By (5, 5) I mean exactly the fifth row and fifth column.
I found it very hard to draw things using screen coordinates, all the coordinates in OpenGL is relative, and usually ranging from -1.0 to 1.0. Why it is so serious to prevent programmers from using screen coordinates / window coordinates?
The simplest way is probably to set the projection to match the pixel dimensions of the rendering space via glOrtho. Then vertices can be in pixel coordinates. The downside is that resizing the window could cause problems and you're mostly wasting the accelerated transforms.
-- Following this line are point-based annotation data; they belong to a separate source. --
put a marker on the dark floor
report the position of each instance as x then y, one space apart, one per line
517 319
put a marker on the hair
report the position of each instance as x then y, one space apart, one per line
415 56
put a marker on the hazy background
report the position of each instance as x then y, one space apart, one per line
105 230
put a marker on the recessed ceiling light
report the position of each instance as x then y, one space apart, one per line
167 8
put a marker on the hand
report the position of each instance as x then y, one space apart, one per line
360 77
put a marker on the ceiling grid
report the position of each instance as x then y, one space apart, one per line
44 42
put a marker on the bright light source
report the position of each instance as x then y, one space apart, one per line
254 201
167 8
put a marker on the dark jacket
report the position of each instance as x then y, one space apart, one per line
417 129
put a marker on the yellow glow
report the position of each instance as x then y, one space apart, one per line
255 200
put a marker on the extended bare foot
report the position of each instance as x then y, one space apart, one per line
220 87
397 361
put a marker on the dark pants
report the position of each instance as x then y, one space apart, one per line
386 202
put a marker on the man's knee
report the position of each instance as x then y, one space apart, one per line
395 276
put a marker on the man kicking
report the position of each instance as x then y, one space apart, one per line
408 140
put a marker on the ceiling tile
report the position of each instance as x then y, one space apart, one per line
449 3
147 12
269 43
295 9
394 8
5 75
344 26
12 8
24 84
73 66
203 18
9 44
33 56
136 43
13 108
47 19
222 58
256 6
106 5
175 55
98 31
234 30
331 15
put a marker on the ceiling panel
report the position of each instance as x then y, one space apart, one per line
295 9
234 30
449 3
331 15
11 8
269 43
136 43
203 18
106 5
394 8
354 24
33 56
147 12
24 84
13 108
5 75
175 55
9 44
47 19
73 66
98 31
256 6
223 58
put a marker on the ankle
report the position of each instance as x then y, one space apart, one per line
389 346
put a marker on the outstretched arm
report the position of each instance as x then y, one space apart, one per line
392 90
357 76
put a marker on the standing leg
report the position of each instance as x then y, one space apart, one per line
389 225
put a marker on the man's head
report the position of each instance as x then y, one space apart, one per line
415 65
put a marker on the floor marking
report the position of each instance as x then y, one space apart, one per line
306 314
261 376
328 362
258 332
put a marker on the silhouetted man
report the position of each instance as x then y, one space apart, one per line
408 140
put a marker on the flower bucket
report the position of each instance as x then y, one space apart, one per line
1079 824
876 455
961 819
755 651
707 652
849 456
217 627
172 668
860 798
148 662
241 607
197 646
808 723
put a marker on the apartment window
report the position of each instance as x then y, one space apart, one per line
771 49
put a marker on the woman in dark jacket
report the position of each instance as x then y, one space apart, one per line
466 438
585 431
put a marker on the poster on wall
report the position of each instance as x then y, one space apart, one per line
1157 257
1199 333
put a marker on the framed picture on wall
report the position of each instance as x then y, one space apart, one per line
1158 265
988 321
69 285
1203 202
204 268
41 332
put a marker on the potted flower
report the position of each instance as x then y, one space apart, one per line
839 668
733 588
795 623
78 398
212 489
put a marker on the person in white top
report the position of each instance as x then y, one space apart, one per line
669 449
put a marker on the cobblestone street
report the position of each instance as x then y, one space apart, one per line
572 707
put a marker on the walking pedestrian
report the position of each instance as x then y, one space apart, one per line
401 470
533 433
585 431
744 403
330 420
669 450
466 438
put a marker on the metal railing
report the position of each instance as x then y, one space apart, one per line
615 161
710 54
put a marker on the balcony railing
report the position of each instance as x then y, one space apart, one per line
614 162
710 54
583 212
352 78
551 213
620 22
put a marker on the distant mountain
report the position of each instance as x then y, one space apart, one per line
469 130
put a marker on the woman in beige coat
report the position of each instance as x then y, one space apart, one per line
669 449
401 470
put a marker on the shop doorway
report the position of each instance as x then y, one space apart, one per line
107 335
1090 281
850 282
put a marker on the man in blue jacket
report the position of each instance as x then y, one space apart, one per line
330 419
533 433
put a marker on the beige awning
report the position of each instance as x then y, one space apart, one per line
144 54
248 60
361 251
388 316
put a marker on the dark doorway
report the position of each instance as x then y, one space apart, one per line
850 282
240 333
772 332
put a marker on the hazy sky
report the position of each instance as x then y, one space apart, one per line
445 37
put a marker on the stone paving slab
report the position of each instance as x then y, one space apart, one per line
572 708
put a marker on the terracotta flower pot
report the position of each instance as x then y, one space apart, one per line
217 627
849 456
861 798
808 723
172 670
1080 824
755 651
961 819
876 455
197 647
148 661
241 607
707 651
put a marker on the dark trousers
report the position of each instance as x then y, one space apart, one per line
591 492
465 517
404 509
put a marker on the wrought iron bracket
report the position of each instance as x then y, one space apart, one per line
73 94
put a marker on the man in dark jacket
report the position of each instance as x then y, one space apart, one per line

Assuming a window that is 640x480:
// You can reverse the 0,480 arguments depending on you Y-axis
// direction preference
glOrtho(0, 640, 0, 480, -1, 1);
Frame buffer objects and textures are another avenue but you'll have to create your own rasterization routines (draw line, circle, bitmap, etc). There are problaby libs for this.
@dandan78 OpenGL is not a Vector Graphics renderer. Is a Rasterizer. And in a more precise way is a Standard described by means of a C language interface. A rasterizer, maps objects represented in 3D coordinated spaces (a car, a tree, a sphere, a dragon) into 2D coordinated spaces (say a plane, your app window or your display), these 2d coordinates belong to a discrete coordinated plane. The counter rendering method of rasterization is Ray Tracing.
Vector graphics is a way to represent by means of mathematical functions a set of curves, lines or similar geometrical primitives, in a nondiscrete way. So Vector graphics is in the "model representation" field rather than "rendering" field.
You can just change the "camera" to make 3D coordinates match screen coordinates by setting the modelview matrix to identity and the projection to an orthographic projection (see my answer on this question). Then you can just draw a single point primitive at the required screen coordinates.
You can also set the raster position with glWindowPos (which works in screen coordinates, unlike glRasterPos) and then just use glDrawPixels to draw a 1x1 pixel image.
glEnable( GL_SCISSOR_TEST );
glScissor( 5, 5, 1, 1 ); /// position of pixel
glClearColor( 1.0f, 1.0f, 1.0f, 0.0f ); /// color of pixel
glClear( GL_COLOR_BUFFER_BIT );
glDisable( GL_SCISSOR_TEST );
By changing last 2 arguments of glScissor you can also draw pixel perfect rectangle.
I did a bit of 3D programming several years back and, while I'm far from an expert, I think you are overlooking a very important difference between classical bitmapped DrawPixel(x, y) graphics and the type of graphics done with Direct3D and OpenGL.
Back in the days before 3D, computer graphics was mostly about bitmaps, which is to say collections of colored dots. These dots had a 1:1 relationship with the pixels on your monitor.
However, that had numerous drawbacks, including making 3D very difficult and requiring bitmaps of different sizes for different display resolutions.
In OpenGL/D3D, you are dealing with vector graphics. Lines are defined by points in a 3-dimensional coordinate space, shapes are defined by lines and so on. Surfaces can have textures, lights can be added, as can various types of lighting effects etc. This entire scene, or a part of it, can then be viewed through a virtual camera.
What you 'see' though this virtual camera is a projection of the scene onto a 2D surface. We're still dealing with vector graphics at this point. However, since computer displays consist of discrete pixels, this vector image has to be rasterized, which transforms the vector into a bitmap with actual pixels.
To summarize, you can't use screen/window coordinates because OpenGL is based on vector graphics.
I know I'm very late to the party, but just in case someone has this question in the future. I converted screen coordinates to OpenGL matrix coordinates using these:
double converterX (double x, int window_width) {
return 2 * (x / window_width) - 1;
}
double converterY (double y, int window_height) {
return -2 * (y / window_height) + 1;
}
Which are basically re-scaling methods.